A pioneer in predictive policing is starting a troubling new project

Jeff Brantingham is close enough to face the controversial practice of "predictive surveillance". Over the past decade, the anthropology professor at the University of California-Los Angeles has adapted his research funded by the Pentagon to predict casualties on the battlefield. Iraq forecasting crime for US police departments, patenting their investigation and founding a for-profit company called PredPol, LLC.

PredPol quickly became one of the market leaders in the incipient field of crime prediction around 2012, but was also criticized by activists and civil libertarians who argued that the company provided a kind of "technological laundering" for a racially biased and ineffective policing. methods

Now, Brantingham is using military research funds for another technical and police collaboration with potentially damaging repercussions: use of machine learning, criminal data from the Los Angeles Police Department and an obsolete gang territory map to automate the classification of "related to gangs" crime

Being classified as a member of a gang or related to a gang crime may result in additional criminal charges, heavier prison sentences or inclusion in a civil gang mandate that restricts the movements of a person and the ability to associate with other people. In general, the application of the law determines the links between gangs through a highly subjective and individualized evaluation of criminal records, arrests, interviews and other intelligence information. In recent years, activists in California, Illinois and other states have rejected gang policing measures, such as databases and gang orders, and in the case of California, they got residents the right to review and appeal. your gang classification.

but in a document on "Partially generative neural networks for the classification of gang delinquency" presented in February in the first edition of Artificial Intelligence, Ethics, and the Society conference (AIES), Brantingham and his coauthors propose to automate this complex and subjective evaluation.

The document attempts to predict whether the crimes are gang-related using a neural network, a complex computer system modeled after a human brain that "learns" to classify or identify elements based on the ingestion of a training data set . The authors selected what they determined were the four most important characteristics (number of suspects, primary weapon used, type of premises where the crime was committed, and narrative description of the crime) to identify a gang-related crime since 2014- 16 data LAPD and cross references of criminal incidents with a 2009 LAPD map of the band territory to create a set of training data for your neural network.

The researchers tested the accuracy of the network's predictions by seeing how well it classified the crime data without a characteristic key: the crime description of the narrative text, the information that the police spend the most time collecting it.
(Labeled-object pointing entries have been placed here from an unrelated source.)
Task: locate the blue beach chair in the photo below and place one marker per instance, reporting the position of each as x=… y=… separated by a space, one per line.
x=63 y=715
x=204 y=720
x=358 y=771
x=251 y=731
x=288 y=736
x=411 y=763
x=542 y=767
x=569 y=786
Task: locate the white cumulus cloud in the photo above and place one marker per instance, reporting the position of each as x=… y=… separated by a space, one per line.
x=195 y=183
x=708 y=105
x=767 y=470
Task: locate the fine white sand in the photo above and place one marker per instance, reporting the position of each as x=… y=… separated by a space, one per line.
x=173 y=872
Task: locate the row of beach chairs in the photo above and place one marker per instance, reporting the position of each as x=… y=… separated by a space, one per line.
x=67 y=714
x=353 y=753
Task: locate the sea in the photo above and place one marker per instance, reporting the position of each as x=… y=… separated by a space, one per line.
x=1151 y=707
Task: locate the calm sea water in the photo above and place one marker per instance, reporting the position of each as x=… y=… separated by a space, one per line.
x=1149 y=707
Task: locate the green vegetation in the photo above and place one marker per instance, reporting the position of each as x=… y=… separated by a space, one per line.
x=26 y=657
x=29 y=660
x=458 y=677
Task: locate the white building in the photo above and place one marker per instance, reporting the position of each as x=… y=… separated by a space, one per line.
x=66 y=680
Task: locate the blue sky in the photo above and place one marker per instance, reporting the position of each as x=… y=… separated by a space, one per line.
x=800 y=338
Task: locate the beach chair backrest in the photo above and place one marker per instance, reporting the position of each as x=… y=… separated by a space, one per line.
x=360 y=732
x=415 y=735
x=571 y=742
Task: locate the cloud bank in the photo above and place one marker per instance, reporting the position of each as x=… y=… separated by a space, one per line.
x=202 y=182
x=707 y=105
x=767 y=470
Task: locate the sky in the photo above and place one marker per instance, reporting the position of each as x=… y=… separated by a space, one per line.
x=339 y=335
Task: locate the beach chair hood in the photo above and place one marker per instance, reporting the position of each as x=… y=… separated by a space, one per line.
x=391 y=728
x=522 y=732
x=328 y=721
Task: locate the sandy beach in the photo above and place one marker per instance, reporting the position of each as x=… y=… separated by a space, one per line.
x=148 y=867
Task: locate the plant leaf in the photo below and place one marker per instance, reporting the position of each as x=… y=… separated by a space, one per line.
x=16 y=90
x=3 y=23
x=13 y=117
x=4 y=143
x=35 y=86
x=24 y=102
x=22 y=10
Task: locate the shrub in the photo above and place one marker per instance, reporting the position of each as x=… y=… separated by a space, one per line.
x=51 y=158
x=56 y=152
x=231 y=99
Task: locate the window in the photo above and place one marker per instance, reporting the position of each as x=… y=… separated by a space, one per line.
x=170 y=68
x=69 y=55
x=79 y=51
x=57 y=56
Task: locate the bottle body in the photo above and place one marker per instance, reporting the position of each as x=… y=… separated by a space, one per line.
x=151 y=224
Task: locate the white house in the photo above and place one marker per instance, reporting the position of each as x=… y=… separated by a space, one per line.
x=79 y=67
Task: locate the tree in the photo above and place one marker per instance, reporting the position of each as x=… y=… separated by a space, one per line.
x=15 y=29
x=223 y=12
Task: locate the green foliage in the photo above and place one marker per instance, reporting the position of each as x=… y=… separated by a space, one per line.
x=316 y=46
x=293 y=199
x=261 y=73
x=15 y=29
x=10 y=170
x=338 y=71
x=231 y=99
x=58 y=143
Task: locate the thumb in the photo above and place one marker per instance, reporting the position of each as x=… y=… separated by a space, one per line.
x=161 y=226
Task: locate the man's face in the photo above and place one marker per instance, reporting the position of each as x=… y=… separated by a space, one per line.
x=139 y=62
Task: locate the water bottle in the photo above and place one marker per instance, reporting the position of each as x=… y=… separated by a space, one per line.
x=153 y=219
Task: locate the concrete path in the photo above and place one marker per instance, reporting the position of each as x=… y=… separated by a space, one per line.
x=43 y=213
This is where the "partially generative" aspect enters in the title. In the absence of a written description, the neural network generates new text, in fact, an algorithmically written crime report based on the other three characteristics used in the training model. The generated text is not actually read by anyone, nor is it presumed to provide a meaningful narrative context that replaces a police report, but it becomes a mathematical vector and is incorporated into a final prediction of whether it is of a crime. related to gangs.

This document is the first to be published by a research team co-directed by Brantingham that studies "Theory of spatial and temporal games and real-time machine learning for adversary groups" in the University of the Center for Artificial Intelligence and Society of Southern California (CAIS). The mission of CAIS sets a goal of "[sharing] our ideas on how AI can be used to address the most difficult social problems".

Funding for the USC research team that includes the Brantingham project comes from the Minerva Initiative, a Pentagon research program aimed at improving the military's understanding of the social, political and behavioral drivers of the conflict. According to the Minerva Initiative website, funds are provided for projects that address "specific thematic areas determined by the Secretary of Defense." By e-mail, the CAIS co-founder and co-author of the Milind Tambe document said that Minerva's grant for this project is "approximately $ 1.2 million, which will be distributed over three years."

The website for the research team's efforts , including the gang classification document, opens with references to ISIS and Jabhat al-Nusra before switching to street gangs in Los Angeles, a merger echoing Brantingham's earlier work funded by the DOD he co-found PredPol PredPol has sold its services to the police everywhere from California to Georgia, as well as in the UK In 2015, PredPol lobbied unsuccessfully before the Arizona legislature to approve a $ 2 million appropriation act for use the company's forecasting technology to predict gang activity.

Reported by p Science the newspaper received criticism and some outrage at the AIES conference when it was presented by junior coauthor Hau Chan. At one point, Chan answered a question about the ethical implications of the investigation with the statement "I'm just an engineer," which prompted an assistant to run out of the place. However, reporting on the document and its consequences did not mention Brantingham's commercial connections with PredPol or the military funding of its past and present research.

When asked in a telephone interview if this investigation could inform future commercial efforts, Brantingham said: "This is a separate project, and that is how we are thinking." Noting that it took a decade for his previous military-funded research to become PredPol, Brantingham emphasized that the document reflected very preliminary work. "Our job is to conduct careful basic research and make sure we understand how and why things are the way they are, long before you think about using them in the field."

However, preliminary research could be good. the intentions of their authors are, the role and participation of Brantingham arouse astonishment among critics of the increasingly automated data-based policing technology.